As a last-ditch attempt, the students and a janitor threw water onto the Science Building to keep it cool and wet as the fire approached it — an effort that was successful in saving what is now known as Morrill Hall. There are rumors that today, if you sit quietly in the attic, you can smell smoke and hear the cadets marching and shouting outside.
Despite their small victory, almost nothing was left of the school. The buildings were in ruins, and what wasn’t easily carried to safety by students was pilfered by looters.
“It was just wiped out. The whole thing was wiped … Nobody had any uniforms or anything,” Edwin Powell, a junior during the fire, said in a 1973 eyewitness account.
Miraculously, everyone survived. Local families took students in and offered them clothes to wear.
But within days of the fire, then-college President Richard W. Silvester, who had spent years helping the school grow into a prestigious farming and engineering institution, resigned in despair, citing “illness” as his official reason for leaving.
The Post estimated that the damage cost $150,000 — about $3.6 million today. None of it was covered by insurance.

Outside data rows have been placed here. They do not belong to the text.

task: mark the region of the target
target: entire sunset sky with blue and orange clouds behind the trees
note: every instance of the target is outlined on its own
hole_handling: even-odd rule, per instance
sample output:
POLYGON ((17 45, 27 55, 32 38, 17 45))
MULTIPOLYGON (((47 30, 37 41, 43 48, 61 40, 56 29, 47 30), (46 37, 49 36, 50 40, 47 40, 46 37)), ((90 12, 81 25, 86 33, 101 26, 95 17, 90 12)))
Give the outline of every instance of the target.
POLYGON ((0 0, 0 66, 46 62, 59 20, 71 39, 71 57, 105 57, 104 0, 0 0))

By Dec. 2, 1912, all the students assembled at the site, along with their teachers and administrators. With the help of alumni eager to begin rebuilding and reforming the Maryland Agricultural College, the university was almost entirely rebuilt from the ground up.
“It was a very devastating event. There was some doubt that the college would reopen, but there was a lot of determination to reopen, so it moved forward,” Turkos said. “It was an opportunity to wipe the slate clean and start fresh.”